In conclusion, the present study did not demonstrate a statistically significant effect of IMSI on congenital malformation occurrence. However, we observed a lower congenital malformation rate in IMSI singleton babies than in ICSI singleton babies, despite the higher parental age of the IMSI group. Although not significant, these data reinforce the idea presented by Cassuto and Hersko-Klement that the deselection of spermatozoa carrying VLS is a possible way to improve the neonatal outcome of babies. The present retrospective study confirms the results of these two other teams and increases the total cohort up to 4000 babies. The limits of this study are its retrospective and non-randomized characteristics. The parental ages are higher in the IMSI group, and the stimulation protocols used and the durations of embryo culture are quite different between the groups.
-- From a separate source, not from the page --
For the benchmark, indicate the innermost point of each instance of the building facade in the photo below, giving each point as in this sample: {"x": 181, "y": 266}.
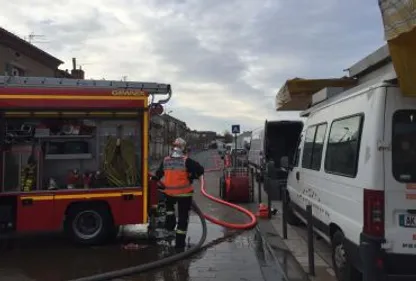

Moreover, some differences must be noted concerning semen quality. Despite very close means, the sperm concentration comparison revealed an enrichment of very low concentrations in the ICSI group, and a lower % of normal morphology in the IMSI group. None the three studies that analyzed comparative neonatal data from IMSI and ICSI cycles were prospectively randomized, so inclusion bias related to infertility cause is suspected as IMSI is more readily proposed to couples facing male infertility, advanced maternal age or recurrent ICSI failures. Further prospective randomized studies with careful pediatric follow-up are needed to sustain the hypothesis regarding the impact of IMSI on neonatal data.
Acknowledgments
The authors thank Dr S Bulk from the Department of Genetics (Centre Hospitalier Universitaire de Liège) in Belgium for her help regarding the analysis of the babies’ neonatal data.
Compliance with ethical standards
Conflicts of interest
The authors declare that they have no conflicts of interest.